Sta tutto in quella D in più il concerto uno e trino Cccp in Dddr, ovvero Deutsche Demokratische Dismantled Republik, e cioè smontata, smantellata, non solo la Ddr, ma Berlino, loro, noi, visto che “nulla dura per sempre”, come da proclama di Annarella, benemerita soubrette, nelle prime fasi del concerto dell’Astra Kulturhaus. Posto iconico in un luogo che smantellato lo sarà tra pochi anni, ma frantumazione e sgretolamento sono puro Cccp: la città è quella giusta, l’anagrafe e la storia dei protagonisti pure, ciò doveva trasformarsi l’ha fatto e ancora lo fa, non rendersene conto o fingere – come fa il pubblico, anch’esso di età rispettabile – di rivivere l’estetica dell’acciaio e del cemento è parte del gioco, non la realtà.
Cccp in Dddr è un'installazione vivente, arte da palco all'insegna del disfacimento dei luoghi dell’anima – “nella mia Berlino il Reichstag è un palazzotto vetusto” mentre oggi la capitale tedesca è “una città del Nord Europa come tante altre”, dice Ferretti – e del deperimento dei corpi – il video di Tomorrow, proiettato tra Libera me Domine e Tu menti, è un formidabile segno del panta rei – nonché della decomposizione delle idee – il centro dell’immaginario Cccp –, ma non dell’attitudine punk di gente che per vent’anni buoni si è evitata. Quell’attitudine, sì, è ancora viva. Ed è questo che consente alla deformità gaudente (rispetto all’era giovanile, s’intende) di Fatur di essere un dettaglio scenico, ad Annarella di mantenere la solennità e il mistero di allora, e persino di dare un senso alla presenza social-pop di Andrea Scanzi, inconsistente fosse stato solo per il monologo – riduzione dello stesso monologo di abissale banalità proposto al teatro Valli di Reggio, per introdurre Emilia Paranoica – ma sul palco per dar vita a una performance dal carattere debordiano, uno spettacolo in cui chi parla è insignificante e sparisce, perché il centro diventano il pubblico e Ferretti, la sua mimica, l’aria gongolante di quello che ha centrato il bersaglio, il conseguente pseudo-pistolotto necessario alla comprensione dell’attitudine di cui sopra, perché un concerto di solo entusiasmo e passatismo e sai che palle, no, non era roba da Cccp ai tempi e non lo è adesso, e del resto “le insegne luminose attirano gli allocchi” (è, appunto, Tu menti) e Scanzi è luminosissimo.

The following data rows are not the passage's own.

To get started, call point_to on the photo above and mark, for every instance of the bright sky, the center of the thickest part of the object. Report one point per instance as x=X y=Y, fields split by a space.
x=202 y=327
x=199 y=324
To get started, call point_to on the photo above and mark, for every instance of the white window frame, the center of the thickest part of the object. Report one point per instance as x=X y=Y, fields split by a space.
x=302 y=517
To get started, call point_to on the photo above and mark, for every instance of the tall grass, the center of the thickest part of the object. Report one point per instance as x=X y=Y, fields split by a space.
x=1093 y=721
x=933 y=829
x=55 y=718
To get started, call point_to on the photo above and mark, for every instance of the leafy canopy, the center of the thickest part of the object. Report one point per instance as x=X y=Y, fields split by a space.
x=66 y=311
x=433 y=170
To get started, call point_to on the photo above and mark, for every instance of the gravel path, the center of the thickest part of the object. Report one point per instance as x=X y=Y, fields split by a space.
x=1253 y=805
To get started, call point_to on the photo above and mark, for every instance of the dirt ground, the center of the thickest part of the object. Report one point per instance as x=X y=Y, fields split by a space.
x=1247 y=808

A proposito di luci, salta anche la corrente elettrica in una pausa tra un brano e l’altro la prima sera, non è un effetto voluto ma ci sta benissimo. Curami, nella tappa del sabato e in generale, si conferma trascinante e trafigge in quanto a potenza ed espressività persino Emilia paranoica, sempre iconica ma vagamente depotenziata dall’intermezzo di cui sopra (e dal confronto con la versione teatrale degli impetuosi tamburi e percussioni del Gran galà punkettone), il giro di basso di Allarme miete sempre vittime (al basso c’è Luca Rossi, alla chitarra Simone Filippi, al violino Ezio Bonicelli: gli Ustmamò insomma), Zamboni è un Ostberliner ad honorem per come introduce in tedesco e canta alla fine Kebabtraume, cover dei Daf incisa come inedito ora in Altro che nuovo nuovo, il pubblico si regala più selfie e dirette video che pogo, si esalta quando la cover di Bang bang sfuma in Spara Jurij, chiude con Annarella e Amandoti ed esce in estasi mistica, dimentico – o consapevole, non ha importanza – che i Cccp usano il cervello e i nervi con disinvoltura, e allora lascia che guidino loro, perché lo spettacolo uno e trino è irripetibile, almeno così, e ciò che conta è avere la tacca anche del momento clou, quello più immaginifico di una reunion comunque epocale.